Когда крест на диске гравитационного компаса стал симметричным, Радин остановился. Он опустился на колени, слегка вдавил коробку компаса в пористую почву астероида и, поднявшись с колен, огляделся. Частокол каменных пиков окружал котловину. Красноватые пятна освещенных солнцем скал причудливыми зубцами чередовались с такими глубокими тенями, будто там были провалы… Как все это знакомо! Четырнадцатый космический рейс!..

Радин снял со спины излучатель и, опершись на него, стал глядеть поверх скал в черное небо, усеянное блестками звезд. Двигатели ракетного пояса сами собой изменили режим работы. Голубоватое низоновое пламя угомонилось и теперь едва достигало плеч.

В наушниках послышался голос Тополя:

— Где ты, Рад?

— Я уже на месте третьей шахты.

— Ты начал проходку?

— Пока еще нет. Центр не закончил контроля. Но это дело пяти минут! А как у тебя?

— Прохожу последние метры. Шахта очень удачная! Вот только на Юпитер все еще не могу спокойно смотреть. Я же впервые так близко к нему.

— А ты не смотри.

— Не получается, как ни стараюсь. Едва оглянешься — он снова над головой!

— Думай тогда, что Юпитер уже миллиарды лет остается таким! В его атмосфере все процессы давным-давно пришли в равновесие! Для юпитерянского неба это то же самое, что для нашего, земного, — безмятежная синь!

— Знаю, Рад, знаю, — голос Тополя стал заглушаться шорохом. — Все, торопливо закончил он. — У меня — все. У меня восход… И я уже очень соскучился по тебе!

Радиофон автоматически выключился. Радин перевел глаза на скалы. Солнце ушло. Но темнота не наступила: рассеивая мрак пепельными сумерками, над горизонтом медленно поднимался гигантский — в полнеба! туманно-полосчатый шар Юпитера.

Это было удивительное зрелище.

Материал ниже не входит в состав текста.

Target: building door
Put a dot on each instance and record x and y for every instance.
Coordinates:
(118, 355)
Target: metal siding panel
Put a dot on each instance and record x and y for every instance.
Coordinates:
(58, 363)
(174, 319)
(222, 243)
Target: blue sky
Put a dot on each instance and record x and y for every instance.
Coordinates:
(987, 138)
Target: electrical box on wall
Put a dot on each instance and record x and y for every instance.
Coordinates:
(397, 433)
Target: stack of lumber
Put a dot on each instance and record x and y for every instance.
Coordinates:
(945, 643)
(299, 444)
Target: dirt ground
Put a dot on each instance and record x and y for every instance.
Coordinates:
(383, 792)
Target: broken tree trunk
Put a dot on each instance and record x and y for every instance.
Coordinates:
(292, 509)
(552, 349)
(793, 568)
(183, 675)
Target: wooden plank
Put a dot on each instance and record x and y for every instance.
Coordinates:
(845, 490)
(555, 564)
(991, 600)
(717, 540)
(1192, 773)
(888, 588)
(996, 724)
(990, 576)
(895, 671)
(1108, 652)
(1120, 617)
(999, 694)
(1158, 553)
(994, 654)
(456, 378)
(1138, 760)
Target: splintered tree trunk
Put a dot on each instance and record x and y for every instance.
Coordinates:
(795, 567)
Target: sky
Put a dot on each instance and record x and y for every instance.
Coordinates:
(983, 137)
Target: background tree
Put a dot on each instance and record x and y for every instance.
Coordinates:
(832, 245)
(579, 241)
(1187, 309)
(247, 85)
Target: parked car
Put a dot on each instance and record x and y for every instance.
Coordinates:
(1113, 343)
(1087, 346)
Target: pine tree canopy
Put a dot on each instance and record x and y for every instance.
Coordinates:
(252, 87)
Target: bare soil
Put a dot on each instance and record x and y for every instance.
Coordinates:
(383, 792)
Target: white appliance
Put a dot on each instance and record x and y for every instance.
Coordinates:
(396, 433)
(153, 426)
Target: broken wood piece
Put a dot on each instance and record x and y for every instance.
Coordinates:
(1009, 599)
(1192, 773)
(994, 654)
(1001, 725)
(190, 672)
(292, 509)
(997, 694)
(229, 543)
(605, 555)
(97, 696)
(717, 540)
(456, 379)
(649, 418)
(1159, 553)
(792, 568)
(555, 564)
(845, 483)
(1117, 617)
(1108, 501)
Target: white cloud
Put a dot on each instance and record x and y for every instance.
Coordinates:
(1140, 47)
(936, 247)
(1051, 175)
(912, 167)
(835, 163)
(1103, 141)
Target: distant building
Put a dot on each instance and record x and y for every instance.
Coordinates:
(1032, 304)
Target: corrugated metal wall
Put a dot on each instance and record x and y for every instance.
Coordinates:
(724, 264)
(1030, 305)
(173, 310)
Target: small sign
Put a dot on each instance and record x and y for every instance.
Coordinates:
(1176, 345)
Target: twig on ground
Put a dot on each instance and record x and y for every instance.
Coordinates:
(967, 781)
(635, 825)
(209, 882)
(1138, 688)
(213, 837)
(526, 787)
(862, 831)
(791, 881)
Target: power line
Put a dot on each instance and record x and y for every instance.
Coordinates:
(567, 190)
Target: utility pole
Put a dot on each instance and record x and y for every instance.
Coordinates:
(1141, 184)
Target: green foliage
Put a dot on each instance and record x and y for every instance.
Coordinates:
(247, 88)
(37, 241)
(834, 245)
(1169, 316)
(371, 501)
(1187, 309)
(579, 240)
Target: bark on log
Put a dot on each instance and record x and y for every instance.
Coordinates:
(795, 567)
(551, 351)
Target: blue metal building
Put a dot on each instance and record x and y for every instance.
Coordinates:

По поверхности Юпитера параллельными потоками двигались серые и бело-голубоватые пояса. У экватора — быстрей, у полюсов — медленней. Казалось, вот-вот они закрутятся до отказа, и тогда…

Радин тряхнул головой, отгоняя вдруг овладевшее им тревожное ожидание грозящей катастрофы. Бедняга Вил! Смотреть на Юпитер вблизи и в десятый раз не легче, чем в первый!

Сквозь одну из белых полос проступало багровое пятно. Сумерки приобрели красноватый оттенок. Негромко затрещал дозиметр: «Повышенная радиация!» Радин продолжал спокойно стоять. Он знал: информатор корабля, конечно, тоже получил известие о повышенной радиации и уже включил над скафандром магнитную защиту.

Пять минут прошло. Отцепив от пояса щуп ультразвуковой связи, Радин вогнал его конец в почву, подбородком нажал клавишу вызова.

— Сообщите суммарный анализ, — приказал он.

Свистяще-высокий голос информатора ответил тремя десятками цифр. Цифры не содержали ничего неожиданного.

«Соскучился, — повторил Радин про себя и рассмеялся. — Чудак! Разве по мне ты соскучился? Ты просто привык, все время видеть меня рядом с собой! А вот я — то, пожалуй, действительно привязался к тебе сильнее, чем к сыну…»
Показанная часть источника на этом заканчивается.